Когда у колонки не было взрослых, там собирались все ребята нашего квартала. Вот это была жизнь! Пробьешься к трубе, зажмешь ее рукой, и брызги громадным веером летят из-под ладони. Так летят, что оконные стекла на другой стороне улицы покрываются каплями. Визжат девчонки, хохочут мальчишки, и Таисия Тимофеевна, которая высунулась в окно, чтобы заклеймить нашу невоспитанность, с возмущением захлопывает створки.
Мы не успокаивались, пока не промокали до нитки. В такую жару это было одно удовольствие. Но еще лучше было, когда наша кампания отправлялась на реку.

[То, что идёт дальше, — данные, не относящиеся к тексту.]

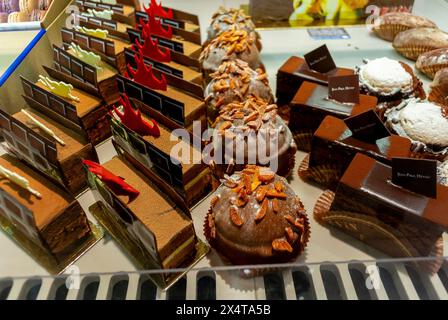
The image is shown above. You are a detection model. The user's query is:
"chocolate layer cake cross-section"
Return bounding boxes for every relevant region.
[289,81,377,152]
[0,109,97,195]
[315,154,448,272]
[276,56,355,106]
[299,116,411,190]
[0,154,91,262]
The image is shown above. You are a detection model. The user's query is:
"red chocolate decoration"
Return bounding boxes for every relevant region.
[113,94,160,138]
[125,51,167,91]
[82,160,140,202]
[132,33,171,62]
[143,0,173,19]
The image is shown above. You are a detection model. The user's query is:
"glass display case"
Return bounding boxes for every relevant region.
[0,0,448,300]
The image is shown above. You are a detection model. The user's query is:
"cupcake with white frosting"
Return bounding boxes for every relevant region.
[357,58,426,113]
[385,99,448,161]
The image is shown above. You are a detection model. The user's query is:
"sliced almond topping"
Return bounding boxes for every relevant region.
[230,207,244,227]
[272,238,293,253]
[255,199,268,222]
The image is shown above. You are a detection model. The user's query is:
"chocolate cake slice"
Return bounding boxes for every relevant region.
[289,81,378,152]
[0,154,91,262]
[0,109,97,195]
[276,56,354,105]
[315,154,448,272]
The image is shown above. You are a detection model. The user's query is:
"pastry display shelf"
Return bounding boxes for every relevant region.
[0,0,448,299]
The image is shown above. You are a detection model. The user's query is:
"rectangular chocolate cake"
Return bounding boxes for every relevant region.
[289,81,377,152]
[0,154,91,261]
[0,109,97,195]
[86,157,197,277]
[315,154,448,272]
[21,76,111,145]
[276,56,354,105]
[301,116,411,189]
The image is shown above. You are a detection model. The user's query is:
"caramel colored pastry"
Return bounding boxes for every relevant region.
[356,58,426,103]
[199,29,262,84]
[92,157,196,269]
[393,28,448,61]
[373,12,437,42]
[207,7,260,47]
[204,166,310,265]
[0,154,91,261]
[314,154,448,273]
[428,68,448,106]
[300,116,411,190]
[415,48,448,79]
[0,109,97,195]
[275,56,354,105]
[289,81,378,152]
[386,99,448,160]
[213,97,297,178]
[205,60,274,124]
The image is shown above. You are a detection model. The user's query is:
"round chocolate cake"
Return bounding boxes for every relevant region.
[204,166,310,265]
[205,60,274,125]
[386,99,448,161]
[207,7,261,49]
[199,28,262,84]
[212,97,297,178]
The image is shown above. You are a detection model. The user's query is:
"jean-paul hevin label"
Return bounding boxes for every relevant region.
[304,45,336,73]
[344,110,390,143]
[392,158,437,198]
[328,74,359,104]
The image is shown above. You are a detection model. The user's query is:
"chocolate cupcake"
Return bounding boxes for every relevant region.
[212,97,297,179]
[372,12,437,41]
[428,68,448,106]
[393,28,448,61]
[205,60,274,125]
[204,166,310,265]
[415,48,448,79]
[386,99,448,161]
[207,7,261,49]
[356,58,426,103]
[199,28,262,84]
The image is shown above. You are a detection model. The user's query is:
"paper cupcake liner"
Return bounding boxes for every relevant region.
[293,130,314,152]
[298,155,339,188]
[313,190,443,274]
[394,45,437,61]
[373,24,409,42]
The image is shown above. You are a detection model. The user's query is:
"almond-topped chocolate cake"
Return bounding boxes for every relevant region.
[204,166,310,265]
[205,59,274,125]
[199,29,262,84]
[212,97,297,178]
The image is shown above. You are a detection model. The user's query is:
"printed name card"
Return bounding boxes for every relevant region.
[304,45,336,73]
[392,158,437,199]
[344,110,390,143]
[328,74,359,104]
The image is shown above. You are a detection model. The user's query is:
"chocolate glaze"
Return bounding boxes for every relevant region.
[276,56,354,105]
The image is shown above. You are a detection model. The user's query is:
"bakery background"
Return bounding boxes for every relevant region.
[0,0,448,298]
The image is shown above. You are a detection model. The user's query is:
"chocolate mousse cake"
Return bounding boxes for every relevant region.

Мама не запрещала купаться с ребятами. Она только взяла с меня самое честное-пречестное слово, что я не буду заходить в воду глубже чем по грудь, а Дыркнабу сказала:
— Славик, я тебя очень прошу… — И выразительно посмотрела на меня.
Дыркнаб стал серьезным и совершенно по-взрослому ответил:
— Все будет в порядке.
А мне он показал крупный, усыпанный веснушками кулак. И я отчетливо понял, что действительно не следует соваться на глубину, По крайней мере пока не научусь плавать.
Впрочем, научился я быстро.
А мамино мужество я оценил уже потом, когда стал взрослее. Сколько беспокойных часов провела она, думая обо мне, пока я с приятелями беззаботно бултыхался в реке и загорал на прибрежном песке. Сколько раз представляла самое ужасное, когда я опаздывал к обещанному сроку! Я не хотел опаздывать, но ведь часов-то у нас не было. Время мы узнавали так: зажмем торчащую соломинку (длиной в мизинец) между пальцами, сдвинем раскрытые ладони и смотрим, через сколько пальцев проскочила тень от соломинки. Сколько пальцев, столько и часов от полудня. Не очень точный хронометр.